5G will greatly increase the need for fatter and faster pipes to run artificial intelligence, IoT, and robotics workloads, and telcos will need new systems to support such workloads, Maner said. "Some of these workloads are reaching HPC (high performance computing) scale," he said.
Nexenta is DDN's third acquisition in the last 12 months. The company last September closed its acquisition of Tintri, a developer of high-performance all-flash storage technology with a strong play in virtualized environments. Tintri was one of the original all-flash array developers, but eventually ran into financial difficulties.

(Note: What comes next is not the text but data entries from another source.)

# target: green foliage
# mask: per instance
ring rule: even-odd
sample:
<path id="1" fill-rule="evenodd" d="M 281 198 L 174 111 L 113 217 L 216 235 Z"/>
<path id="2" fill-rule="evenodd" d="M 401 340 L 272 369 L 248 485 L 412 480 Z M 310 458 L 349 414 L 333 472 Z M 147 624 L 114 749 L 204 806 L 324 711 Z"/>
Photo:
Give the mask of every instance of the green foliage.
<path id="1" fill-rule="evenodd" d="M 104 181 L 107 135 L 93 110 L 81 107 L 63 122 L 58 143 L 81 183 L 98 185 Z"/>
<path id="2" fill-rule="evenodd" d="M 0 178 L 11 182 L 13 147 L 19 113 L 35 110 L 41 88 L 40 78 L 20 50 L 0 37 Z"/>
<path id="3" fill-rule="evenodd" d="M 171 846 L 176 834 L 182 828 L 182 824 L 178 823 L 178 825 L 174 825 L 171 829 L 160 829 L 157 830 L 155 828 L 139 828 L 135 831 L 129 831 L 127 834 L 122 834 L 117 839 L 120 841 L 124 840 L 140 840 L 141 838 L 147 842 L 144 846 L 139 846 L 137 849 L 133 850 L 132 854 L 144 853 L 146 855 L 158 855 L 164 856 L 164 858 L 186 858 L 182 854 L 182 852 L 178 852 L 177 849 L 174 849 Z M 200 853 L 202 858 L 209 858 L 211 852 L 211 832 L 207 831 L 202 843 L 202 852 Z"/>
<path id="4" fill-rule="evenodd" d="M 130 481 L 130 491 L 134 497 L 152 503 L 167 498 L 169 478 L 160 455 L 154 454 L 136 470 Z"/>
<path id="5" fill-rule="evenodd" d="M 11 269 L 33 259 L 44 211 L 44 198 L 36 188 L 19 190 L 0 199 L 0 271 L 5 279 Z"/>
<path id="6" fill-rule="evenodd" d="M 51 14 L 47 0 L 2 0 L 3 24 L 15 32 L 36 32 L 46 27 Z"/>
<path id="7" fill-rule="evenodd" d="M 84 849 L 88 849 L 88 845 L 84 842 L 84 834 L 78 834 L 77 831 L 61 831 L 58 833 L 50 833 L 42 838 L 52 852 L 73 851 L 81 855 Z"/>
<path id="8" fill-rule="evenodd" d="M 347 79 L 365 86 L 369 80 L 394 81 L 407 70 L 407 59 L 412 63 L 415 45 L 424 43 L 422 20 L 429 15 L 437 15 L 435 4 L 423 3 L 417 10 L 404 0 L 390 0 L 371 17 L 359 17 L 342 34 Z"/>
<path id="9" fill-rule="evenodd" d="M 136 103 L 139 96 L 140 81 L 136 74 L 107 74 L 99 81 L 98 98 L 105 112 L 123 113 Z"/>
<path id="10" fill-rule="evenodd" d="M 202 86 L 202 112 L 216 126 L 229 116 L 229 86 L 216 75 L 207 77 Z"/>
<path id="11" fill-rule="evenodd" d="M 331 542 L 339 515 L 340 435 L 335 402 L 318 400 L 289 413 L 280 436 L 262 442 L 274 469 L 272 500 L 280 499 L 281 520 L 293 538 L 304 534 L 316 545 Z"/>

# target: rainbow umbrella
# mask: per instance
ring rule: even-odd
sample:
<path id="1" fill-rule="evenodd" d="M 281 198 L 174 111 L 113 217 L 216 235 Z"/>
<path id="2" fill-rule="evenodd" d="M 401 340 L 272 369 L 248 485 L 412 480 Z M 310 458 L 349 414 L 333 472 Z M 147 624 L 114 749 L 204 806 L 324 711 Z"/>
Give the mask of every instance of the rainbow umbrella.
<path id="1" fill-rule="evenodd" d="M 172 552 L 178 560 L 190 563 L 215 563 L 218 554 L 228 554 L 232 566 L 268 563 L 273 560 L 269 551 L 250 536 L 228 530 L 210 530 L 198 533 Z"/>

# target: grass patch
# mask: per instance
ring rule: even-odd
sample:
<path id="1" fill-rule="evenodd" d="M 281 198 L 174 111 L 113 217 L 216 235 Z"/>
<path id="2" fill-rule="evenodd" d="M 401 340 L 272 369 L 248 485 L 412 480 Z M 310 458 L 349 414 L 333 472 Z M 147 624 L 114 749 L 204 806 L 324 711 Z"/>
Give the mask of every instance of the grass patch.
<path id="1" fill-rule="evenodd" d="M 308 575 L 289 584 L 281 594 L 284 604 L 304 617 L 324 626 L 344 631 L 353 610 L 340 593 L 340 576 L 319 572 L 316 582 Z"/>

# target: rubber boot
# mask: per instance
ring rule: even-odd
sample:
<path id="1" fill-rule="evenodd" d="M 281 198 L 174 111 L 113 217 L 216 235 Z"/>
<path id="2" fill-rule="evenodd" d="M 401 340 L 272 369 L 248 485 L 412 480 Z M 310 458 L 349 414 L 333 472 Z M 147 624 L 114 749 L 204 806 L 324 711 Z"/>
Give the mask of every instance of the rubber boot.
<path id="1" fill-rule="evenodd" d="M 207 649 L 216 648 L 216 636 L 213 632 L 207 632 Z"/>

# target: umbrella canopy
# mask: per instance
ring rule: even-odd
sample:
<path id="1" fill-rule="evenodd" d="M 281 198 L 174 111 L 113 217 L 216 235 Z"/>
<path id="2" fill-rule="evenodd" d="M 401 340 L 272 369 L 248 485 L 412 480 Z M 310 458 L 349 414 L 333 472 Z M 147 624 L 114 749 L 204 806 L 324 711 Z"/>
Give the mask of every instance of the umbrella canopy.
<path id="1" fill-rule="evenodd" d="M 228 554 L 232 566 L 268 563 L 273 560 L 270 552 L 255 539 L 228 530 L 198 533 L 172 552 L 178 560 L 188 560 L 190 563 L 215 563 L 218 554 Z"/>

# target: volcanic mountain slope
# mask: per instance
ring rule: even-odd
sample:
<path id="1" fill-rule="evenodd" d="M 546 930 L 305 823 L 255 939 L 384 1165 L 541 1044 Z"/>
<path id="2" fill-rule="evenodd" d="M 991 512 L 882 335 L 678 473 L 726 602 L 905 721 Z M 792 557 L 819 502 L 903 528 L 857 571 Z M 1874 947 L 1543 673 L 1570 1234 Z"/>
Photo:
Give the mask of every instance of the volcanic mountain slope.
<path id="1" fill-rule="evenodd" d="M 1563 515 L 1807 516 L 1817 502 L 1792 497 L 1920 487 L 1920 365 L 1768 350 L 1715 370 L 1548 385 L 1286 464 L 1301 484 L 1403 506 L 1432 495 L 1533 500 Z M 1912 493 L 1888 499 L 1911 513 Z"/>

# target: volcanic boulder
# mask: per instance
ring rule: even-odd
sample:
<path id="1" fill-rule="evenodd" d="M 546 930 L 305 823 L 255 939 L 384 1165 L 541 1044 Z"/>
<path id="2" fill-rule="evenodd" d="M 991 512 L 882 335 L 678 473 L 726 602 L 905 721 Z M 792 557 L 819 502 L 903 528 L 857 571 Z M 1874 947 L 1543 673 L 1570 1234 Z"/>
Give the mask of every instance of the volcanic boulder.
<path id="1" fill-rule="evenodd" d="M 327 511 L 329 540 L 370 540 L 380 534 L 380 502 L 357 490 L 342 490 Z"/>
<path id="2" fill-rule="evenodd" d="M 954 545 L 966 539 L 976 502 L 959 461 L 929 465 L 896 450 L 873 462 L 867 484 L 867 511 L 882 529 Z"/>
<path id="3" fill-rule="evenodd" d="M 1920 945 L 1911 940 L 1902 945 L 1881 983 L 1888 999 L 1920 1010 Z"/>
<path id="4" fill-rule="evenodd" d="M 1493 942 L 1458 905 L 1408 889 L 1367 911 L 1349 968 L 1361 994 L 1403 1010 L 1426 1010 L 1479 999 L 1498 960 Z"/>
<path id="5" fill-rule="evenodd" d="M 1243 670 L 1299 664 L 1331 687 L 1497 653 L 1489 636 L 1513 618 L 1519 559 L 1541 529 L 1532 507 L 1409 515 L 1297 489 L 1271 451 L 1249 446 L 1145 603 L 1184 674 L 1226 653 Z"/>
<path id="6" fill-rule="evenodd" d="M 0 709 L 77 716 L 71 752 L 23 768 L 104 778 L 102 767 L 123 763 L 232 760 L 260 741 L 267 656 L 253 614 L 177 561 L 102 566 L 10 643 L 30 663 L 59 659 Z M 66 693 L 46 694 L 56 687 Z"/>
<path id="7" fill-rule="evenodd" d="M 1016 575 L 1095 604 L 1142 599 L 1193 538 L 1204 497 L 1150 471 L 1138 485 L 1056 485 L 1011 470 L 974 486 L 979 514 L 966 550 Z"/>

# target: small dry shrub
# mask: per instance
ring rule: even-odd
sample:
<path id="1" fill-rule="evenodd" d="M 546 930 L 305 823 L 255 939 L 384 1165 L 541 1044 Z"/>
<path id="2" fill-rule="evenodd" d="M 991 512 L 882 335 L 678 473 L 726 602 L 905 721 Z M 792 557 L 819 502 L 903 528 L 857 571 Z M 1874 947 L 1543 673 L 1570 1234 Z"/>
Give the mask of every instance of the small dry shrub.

In June, the company acquired the Lustre file system business and related assets from Intel for an undisclosed sum as a way to improve the scalability of its storage offerings and its ability to service customers in high-performance computing, analytics, artificial intelligence and hybrid cloud.
DDN in 2017 also acquired Dotscience, a developer of technology related to the chain of custody around artificial intelligence.
"Going forward, we're looking at other intelligent opportunities to widen our scope with complementary technologies," Kuckein said. "With Nexenta, we are getting significant storage technology, but with little overlap with our existing business."
Nexenta, founded in 2005, was close to cash-flow break-even and could have reached that point, Maner said.
"We were the first and most famous software-defined storage company from the beginning," he said. "With DDN, our goal is to get profitable in months, just like Tintri became profitable."
Nexenta, like DDN, has a strong channel focus, Maner said. "DDN gives us geographical reach and vertical reach to telcos around the world," he said.
Nexenta also has OEM relationships with some of the top systems companies in the industry including Dell EMC, Lenovo, Hewlett Packard Enterprise, Cisco, and Supermicro, as well as with Ericsson on its 5G business, Maner said. Some of those partners were investors in Nexenta.
"We've already talked with our partners," he said. "They want to grow with us. These OEMs have a lot of storage technologies. With DDN, we will in some ways compete with them. But the acquisition will create more business for the OEMs in the years to follow."
Going forward, Nexenta will continue to run as a stand-alone company and be known as Nexenta by DDN, with Maner as its CEO. However, Maner said, DDN and Nexenta over the next 12 months will start cross-pollenating their technologies.
"We have strength in block, file, and object storage, with scale-up and scale-out storage, and with cloud-native workloads," he said. "We believe this creates a massive opportunity for both companies."